What Is Adoption?Deciding to adopt a child is one of the most important decisions you will make. Not surprisingly, it can be a very difficult decision to make. In considering adoption, you need to address a number of physical, emotional and legal issues.
Because of the complexity of the process, many people are reluctant to adopt. However, the right information can help to make the decision a little easier. To properly consider adoption, you need to have an understanding of adoption, and the adoption process.
Adoption, broadly defined, is a legal process that creates a permanent legal relationship between a couple or single adult, and a child. In many, but not all, cases, childless couples are matched with orphans, children without parents. A large part of adoption is this matching process.
Because adoption is a legal process, it goes much further than simply making suitable family matches. Parental rights and responsibilities are given to the adopting parents, and the adoptive child is granted the legal, emotional and social rights and responsibilities of a natural family member.
Once the adoption process is complete, the adoptive child is legal offspring, and has the same rights as any biological child, including the rights of inheritance.
To finalize an adoption, court proceedings are required. As part of these court hearings, the court must identify the biological parents of the potential adoptee. This is done, in part, to assure that the adoption is fair and lawful, and capable of withstanding any external conflicts.
The difficulty of determining biological parentage varies, depending on state law, and the circumstances of the adoption.

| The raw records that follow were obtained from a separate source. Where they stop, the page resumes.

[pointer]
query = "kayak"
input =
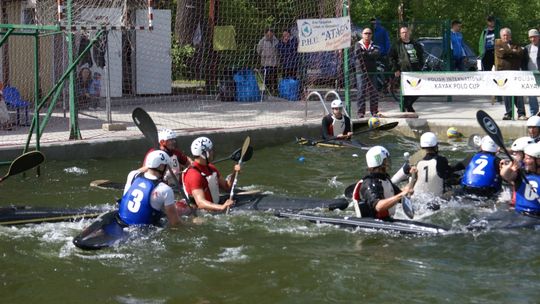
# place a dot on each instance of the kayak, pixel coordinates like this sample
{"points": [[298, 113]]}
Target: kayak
{"points": [[105, 232], [19, 215], [333, 143], [394, 225], [505, 219], [264, 202]]}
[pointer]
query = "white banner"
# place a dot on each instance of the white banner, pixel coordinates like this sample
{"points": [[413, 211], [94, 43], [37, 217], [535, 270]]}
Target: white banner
{"points": [[500, 83], [321, 35]]}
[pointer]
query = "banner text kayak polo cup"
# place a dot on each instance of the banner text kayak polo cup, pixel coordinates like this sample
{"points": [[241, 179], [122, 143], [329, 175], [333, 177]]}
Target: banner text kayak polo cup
{"points": [[321, 35], [499, 83]]}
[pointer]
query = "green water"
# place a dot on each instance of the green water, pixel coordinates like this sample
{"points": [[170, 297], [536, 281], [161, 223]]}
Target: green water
{"points": [[258, 258]]}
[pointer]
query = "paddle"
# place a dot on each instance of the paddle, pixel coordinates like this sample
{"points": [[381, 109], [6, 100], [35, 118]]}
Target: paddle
{"points": [[494, 132], [385, 127], [24, 162], [245, 147], [237, 154], [144, 122], [475, 141]]}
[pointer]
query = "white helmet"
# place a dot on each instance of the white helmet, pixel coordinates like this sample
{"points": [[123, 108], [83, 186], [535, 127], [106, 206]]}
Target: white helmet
{"points": [[533, 150], [166, 134], [376, 155], [336, 104], [201, 145], [157, 158], [533, 121], [428, 140], [519, 144], [488, 145]]}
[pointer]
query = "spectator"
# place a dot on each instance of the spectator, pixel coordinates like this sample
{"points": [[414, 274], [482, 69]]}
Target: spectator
{"points": [[287, 47], [486, 45], [366, 54], [406, 55], [531, 60], [267, 49], [380, 36], [458, 53], [508, 56], [4, 114]]}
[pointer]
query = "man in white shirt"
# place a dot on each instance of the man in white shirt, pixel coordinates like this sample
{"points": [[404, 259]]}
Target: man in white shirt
{"points": [[531, 60]]}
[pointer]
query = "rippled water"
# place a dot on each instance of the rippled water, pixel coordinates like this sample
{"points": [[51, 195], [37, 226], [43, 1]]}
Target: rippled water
{"points": [[256, 257]]}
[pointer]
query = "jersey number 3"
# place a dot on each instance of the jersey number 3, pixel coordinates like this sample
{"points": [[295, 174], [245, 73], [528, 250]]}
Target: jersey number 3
{"points": [[134, 204]]}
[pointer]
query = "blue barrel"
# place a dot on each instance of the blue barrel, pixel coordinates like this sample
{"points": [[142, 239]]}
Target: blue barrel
{"points": [[289, 89], [247, 88]]}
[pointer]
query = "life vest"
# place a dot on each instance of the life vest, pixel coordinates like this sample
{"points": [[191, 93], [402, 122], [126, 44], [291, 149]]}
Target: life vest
{"points": [[135, 207], [175, 168], [365, 209], [527, 199], [212, 184], [428, 179], [481, 172], [338, 126]]}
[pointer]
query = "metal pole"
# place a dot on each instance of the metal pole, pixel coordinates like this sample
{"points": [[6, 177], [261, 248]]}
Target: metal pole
{"points": [[346, 68], [74, 132]]}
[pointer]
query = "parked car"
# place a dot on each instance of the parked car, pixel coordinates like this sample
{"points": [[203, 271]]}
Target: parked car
{"points": [[433, 50]]}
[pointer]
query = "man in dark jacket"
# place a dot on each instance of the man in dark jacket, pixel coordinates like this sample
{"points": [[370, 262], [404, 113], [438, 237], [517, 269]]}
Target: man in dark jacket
{"points": [[405, 56], [508, 56], [366, 54], [530, 62]]}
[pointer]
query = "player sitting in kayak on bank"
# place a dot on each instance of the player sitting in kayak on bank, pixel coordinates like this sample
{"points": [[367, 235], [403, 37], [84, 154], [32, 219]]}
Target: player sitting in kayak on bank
{"points": [[336, 125], [202, 180], [375, 193]]}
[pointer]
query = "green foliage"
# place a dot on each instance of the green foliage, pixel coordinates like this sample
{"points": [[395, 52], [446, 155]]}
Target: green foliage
{"points": [[519, 16], [181, 56]]}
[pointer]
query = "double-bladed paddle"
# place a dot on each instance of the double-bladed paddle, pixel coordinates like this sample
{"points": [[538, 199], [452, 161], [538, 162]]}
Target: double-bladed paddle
{"points": [[385, 127], [494, 132], [237, 154], [24, 162], [245, 148]]}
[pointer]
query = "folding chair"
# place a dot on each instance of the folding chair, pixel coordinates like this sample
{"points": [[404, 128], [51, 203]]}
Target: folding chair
{"points": [[13, 100]]}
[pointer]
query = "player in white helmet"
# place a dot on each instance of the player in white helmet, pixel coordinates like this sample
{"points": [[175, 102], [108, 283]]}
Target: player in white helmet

One frequent scenario consists of a child who is a ward of the court--they are orphans, or the rights of their biological parents have been terminated by the courts.
Another scenario includes the adoption of an infant born to a teenage single mother, and the termination of the rights of the biological parents is done within the same court proceedings to finalize the adoption.
In the process of adoption finalization, the family court judge reviews all the gathered information about the child, their biological parents, and the adoptive parents. This information can include:
- the home study results
- an evaluation of the adopting parents and an assessment of their ability to take custody of the child
- reports from any pre-adoption counseling
- the adoption caseworker''s notes and recommendations as well as any additional information desired by the judge.
The following people are expected to be present at the adoption proceedings:
- the adoptive parents and their attorney
- the biological parents and their attorney
- the child or children being adopted
- the legal advocate for the child
- the child''s caseworker
- the caseworkers of both the adoptive parents and the biological parents.
With the people involved present, the judge will render an approval or disapproval of the petition for adoption. If the petition is approved, the adoption is finalized, the Adoption Decree is issued, and the child is made a permanent member of their new family.